Banyak orang berasumsi bahwa Plasma berusaha menjadi blockchain yang lebih cepat atau lebih murah.

Ini tidak benar.

Plasma tidak dirancang untuk menang dalam throughput atau eksekusi tujuan umum. Plasma dirancang untuk menghilangkan ketidakpastian dari penyelesaian stablecoin. Perbedaan ini mudah terlewat, tetapi mengubah bagaimana seluruh sistem harus dievaluasi.
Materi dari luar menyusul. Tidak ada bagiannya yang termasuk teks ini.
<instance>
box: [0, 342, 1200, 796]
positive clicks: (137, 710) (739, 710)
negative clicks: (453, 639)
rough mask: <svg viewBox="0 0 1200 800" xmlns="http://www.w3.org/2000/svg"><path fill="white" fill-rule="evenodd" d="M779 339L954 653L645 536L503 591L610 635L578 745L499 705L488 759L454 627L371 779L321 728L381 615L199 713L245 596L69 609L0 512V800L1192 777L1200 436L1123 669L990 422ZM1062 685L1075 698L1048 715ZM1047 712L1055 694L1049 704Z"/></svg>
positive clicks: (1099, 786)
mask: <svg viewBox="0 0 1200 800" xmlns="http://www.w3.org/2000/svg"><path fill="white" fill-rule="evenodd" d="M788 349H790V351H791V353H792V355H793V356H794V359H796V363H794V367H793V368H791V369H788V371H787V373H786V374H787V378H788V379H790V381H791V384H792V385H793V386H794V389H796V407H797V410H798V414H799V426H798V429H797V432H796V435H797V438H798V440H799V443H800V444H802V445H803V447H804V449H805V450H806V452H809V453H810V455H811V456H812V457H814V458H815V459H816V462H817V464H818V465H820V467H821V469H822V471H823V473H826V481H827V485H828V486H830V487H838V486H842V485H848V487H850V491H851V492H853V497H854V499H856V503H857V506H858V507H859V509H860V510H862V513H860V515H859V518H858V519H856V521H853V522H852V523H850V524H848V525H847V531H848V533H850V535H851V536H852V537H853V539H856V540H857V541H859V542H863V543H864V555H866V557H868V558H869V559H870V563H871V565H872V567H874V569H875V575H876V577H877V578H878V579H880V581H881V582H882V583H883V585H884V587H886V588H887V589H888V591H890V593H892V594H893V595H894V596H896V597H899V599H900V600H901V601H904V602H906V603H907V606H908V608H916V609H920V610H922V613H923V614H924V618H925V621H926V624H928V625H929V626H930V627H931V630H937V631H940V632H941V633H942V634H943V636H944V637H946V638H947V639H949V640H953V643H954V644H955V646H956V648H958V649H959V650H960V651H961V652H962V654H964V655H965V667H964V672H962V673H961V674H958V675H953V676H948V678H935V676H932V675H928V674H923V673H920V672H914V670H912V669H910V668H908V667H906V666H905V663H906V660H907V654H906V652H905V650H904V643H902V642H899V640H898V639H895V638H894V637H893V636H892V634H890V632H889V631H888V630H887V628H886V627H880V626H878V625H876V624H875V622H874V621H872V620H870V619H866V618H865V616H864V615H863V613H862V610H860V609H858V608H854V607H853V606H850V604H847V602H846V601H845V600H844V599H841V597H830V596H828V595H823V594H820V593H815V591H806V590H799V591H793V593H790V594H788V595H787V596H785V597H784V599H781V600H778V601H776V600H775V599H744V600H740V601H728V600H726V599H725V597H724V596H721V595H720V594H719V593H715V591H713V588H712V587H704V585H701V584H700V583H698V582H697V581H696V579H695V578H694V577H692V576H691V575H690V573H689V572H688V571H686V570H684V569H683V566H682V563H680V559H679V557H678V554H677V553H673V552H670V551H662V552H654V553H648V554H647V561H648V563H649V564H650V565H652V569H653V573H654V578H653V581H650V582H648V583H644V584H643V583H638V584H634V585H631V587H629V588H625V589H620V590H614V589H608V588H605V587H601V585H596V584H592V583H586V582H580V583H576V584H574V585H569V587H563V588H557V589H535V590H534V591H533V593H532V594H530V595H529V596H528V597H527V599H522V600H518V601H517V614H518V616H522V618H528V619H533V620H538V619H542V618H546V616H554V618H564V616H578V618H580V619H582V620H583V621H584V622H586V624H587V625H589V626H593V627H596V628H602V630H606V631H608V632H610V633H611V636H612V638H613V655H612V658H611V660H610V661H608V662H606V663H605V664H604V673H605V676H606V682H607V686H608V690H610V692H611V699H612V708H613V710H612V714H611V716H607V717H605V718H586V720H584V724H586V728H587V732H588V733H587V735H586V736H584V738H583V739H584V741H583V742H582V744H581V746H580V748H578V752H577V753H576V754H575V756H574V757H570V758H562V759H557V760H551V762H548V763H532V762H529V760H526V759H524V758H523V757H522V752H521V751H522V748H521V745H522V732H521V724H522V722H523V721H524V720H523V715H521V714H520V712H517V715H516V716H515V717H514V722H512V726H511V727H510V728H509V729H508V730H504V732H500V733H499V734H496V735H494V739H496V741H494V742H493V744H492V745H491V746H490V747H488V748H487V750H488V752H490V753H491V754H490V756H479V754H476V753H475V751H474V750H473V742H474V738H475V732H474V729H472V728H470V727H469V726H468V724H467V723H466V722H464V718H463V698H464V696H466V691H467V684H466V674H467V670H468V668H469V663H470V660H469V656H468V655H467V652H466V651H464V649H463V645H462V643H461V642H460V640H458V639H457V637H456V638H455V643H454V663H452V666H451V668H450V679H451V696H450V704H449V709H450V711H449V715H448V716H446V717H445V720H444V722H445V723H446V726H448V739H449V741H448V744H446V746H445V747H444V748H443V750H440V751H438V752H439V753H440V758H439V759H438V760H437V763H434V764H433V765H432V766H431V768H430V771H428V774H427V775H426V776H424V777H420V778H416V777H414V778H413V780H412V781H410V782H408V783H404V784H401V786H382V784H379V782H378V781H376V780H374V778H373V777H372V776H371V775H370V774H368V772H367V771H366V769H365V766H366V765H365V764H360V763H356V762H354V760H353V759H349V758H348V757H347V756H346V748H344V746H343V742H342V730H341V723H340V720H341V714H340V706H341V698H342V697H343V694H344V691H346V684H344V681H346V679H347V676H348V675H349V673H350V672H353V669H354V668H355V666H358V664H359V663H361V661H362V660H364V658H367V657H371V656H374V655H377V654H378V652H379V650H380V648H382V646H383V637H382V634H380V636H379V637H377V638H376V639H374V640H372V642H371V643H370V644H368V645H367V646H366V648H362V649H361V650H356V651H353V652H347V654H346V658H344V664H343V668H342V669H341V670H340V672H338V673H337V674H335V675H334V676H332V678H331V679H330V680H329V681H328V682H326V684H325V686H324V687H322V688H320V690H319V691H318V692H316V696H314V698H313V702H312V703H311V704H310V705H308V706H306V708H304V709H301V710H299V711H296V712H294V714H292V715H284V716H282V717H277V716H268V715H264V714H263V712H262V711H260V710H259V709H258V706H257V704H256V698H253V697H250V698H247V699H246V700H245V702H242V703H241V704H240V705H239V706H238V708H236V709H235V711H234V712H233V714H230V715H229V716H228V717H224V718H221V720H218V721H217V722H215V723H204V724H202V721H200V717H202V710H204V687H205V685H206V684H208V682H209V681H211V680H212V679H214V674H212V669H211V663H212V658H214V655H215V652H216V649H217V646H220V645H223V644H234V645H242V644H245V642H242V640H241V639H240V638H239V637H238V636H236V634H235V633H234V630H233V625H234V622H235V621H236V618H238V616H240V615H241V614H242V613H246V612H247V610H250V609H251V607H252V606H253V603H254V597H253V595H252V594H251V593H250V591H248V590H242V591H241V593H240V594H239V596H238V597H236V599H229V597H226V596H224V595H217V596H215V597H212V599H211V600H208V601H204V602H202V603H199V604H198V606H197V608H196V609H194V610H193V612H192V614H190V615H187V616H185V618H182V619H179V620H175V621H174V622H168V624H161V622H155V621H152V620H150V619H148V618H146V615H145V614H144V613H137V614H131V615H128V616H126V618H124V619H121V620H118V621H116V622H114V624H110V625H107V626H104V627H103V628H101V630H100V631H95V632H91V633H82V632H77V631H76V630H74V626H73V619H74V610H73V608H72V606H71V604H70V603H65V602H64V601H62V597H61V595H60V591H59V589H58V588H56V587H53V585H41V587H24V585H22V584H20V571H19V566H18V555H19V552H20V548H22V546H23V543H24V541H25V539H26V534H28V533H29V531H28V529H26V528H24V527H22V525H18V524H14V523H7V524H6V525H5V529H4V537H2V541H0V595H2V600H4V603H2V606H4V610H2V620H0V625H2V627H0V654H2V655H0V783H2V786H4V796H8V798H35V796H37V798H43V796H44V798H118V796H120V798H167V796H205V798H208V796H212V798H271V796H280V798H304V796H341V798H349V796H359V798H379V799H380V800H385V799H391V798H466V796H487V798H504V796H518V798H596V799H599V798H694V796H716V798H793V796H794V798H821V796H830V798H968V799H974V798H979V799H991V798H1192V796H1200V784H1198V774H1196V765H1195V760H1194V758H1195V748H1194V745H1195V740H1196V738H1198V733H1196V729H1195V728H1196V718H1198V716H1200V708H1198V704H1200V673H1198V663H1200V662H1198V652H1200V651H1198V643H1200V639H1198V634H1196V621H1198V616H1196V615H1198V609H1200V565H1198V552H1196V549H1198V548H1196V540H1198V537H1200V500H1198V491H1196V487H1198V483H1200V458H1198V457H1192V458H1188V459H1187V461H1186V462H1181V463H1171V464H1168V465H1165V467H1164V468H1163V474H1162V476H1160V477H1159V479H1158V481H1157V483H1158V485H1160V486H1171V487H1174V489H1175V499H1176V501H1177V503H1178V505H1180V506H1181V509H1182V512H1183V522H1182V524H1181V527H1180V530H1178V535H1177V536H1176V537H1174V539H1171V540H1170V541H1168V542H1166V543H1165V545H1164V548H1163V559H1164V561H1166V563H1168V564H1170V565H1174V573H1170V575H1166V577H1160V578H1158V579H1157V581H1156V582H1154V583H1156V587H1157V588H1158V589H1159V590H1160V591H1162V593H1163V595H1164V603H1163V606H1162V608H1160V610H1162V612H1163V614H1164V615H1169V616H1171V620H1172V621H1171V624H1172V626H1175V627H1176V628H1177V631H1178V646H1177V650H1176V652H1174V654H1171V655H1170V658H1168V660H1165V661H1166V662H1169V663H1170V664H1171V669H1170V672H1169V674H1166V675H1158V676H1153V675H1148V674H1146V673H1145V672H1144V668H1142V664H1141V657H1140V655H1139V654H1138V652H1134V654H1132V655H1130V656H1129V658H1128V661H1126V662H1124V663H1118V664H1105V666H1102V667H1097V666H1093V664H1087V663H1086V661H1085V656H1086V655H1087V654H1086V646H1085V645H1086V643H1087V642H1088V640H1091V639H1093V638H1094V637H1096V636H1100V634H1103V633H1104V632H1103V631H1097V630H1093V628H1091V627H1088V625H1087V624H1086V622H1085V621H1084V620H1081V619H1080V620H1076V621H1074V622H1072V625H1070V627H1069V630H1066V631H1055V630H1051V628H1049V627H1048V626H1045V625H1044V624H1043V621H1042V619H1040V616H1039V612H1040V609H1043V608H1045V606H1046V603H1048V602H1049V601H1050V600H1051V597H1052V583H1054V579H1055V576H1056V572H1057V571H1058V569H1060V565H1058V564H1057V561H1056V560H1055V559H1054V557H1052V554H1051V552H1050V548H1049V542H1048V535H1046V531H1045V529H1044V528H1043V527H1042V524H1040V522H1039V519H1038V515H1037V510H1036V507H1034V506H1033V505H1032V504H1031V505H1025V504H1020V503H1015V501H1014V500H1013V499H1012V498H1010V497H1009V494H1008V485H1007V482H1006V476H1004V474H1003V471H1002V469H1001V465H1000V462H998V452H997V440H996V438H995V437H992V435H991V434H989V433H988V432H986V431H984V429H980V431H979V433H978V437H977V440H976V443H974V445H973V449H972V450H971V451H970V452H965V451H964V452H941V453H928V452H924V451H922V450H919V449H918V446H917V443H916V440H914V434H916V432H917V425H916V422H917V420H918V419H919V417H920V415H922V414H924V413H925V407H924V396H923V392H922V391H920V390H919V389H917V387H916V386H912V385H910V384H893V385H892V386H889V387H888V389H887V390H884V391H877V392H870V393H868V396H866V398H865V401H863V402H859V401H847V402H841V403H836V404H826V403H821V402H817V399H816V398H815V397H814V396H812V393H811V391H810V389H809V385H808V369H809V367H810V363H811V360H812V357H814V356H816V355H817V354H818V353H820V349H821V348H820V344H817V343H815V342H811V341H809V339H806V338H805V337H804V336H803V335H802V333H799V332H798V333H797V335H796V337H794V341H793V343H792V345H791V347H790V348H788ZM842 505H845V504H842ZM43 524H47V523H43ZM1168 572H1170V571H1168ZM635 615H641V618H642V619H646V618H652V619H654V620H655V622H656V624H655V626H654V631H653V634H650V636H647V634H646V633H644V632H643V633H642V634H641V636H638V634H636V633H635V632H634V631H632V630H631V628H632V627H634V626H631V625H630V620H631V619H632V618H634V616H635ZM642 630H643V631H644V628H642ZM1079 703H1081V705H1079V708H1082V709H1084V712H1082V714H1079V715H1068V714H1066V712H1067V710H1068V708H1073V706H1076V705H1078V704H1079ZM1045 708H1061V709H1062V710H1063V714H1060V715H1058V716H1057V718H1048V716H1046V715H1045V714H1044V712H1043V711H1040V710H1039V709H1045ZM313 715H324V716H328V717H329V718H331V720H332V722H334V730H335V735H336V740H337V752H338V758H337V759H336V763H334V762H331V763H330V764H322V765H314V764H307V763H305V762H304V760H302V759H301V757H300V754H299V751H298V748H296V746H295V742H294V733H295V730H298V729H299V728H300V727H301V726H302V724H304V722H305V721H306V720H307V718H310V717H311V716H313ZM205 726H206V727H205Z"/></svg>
Sebagian besar blockchain menganggap penyelesaian sebagai efek samping dari eksekusi. Biaya beradaptasi secara dinamis. Perilaku validator berubah di bawah beban. Finalitas tetap secara teknis valid, tetapi tidak konsisten secara ekonomi. Seiring waktu, penyelesaian menjadi dapat diprediksi hanya ketika jaringan tenang.

Plasma dimulai dari asumsi yang berlawanan.

Ia mengasumsikan penggunaan yang berkelanjutan dan membangun batasan di sekitar perilaku penyelesaian sebelum kemacetan muncul. Jalur eksekusi dibatasi. Finalitas bersifat deterministik. Perilaku biaya diharapkan tetap stabil bahkan ketika permintaan meningkat.

Inilah di mana XPL menjadi penting.

XPL tidak ada untuk meningkatkan aktivitas atau partisipasi. Validator mempertaruhkan XPL agar aturan penyelesaian tetap mengikat ketika melonggarkannya akan menguntungkan. Ini mengamankan perilaku, bukan transaksi.

Kesalahpahaman datang dari melihat Plasma melalui lensa yang salah.

Jika Anda mengevaluasinya sebagai blockchain umum, itu terlihat sempit.

Jika Anda mengevaluasinya sebagai infrastruktur penyelesaian, desainnya menjadi disengaja.

Plasma tidak berusaha untuk memindahkan nilai lebih cepat.

Ia berusaha membuat penyelesaian berhenti berubah seiring waktu.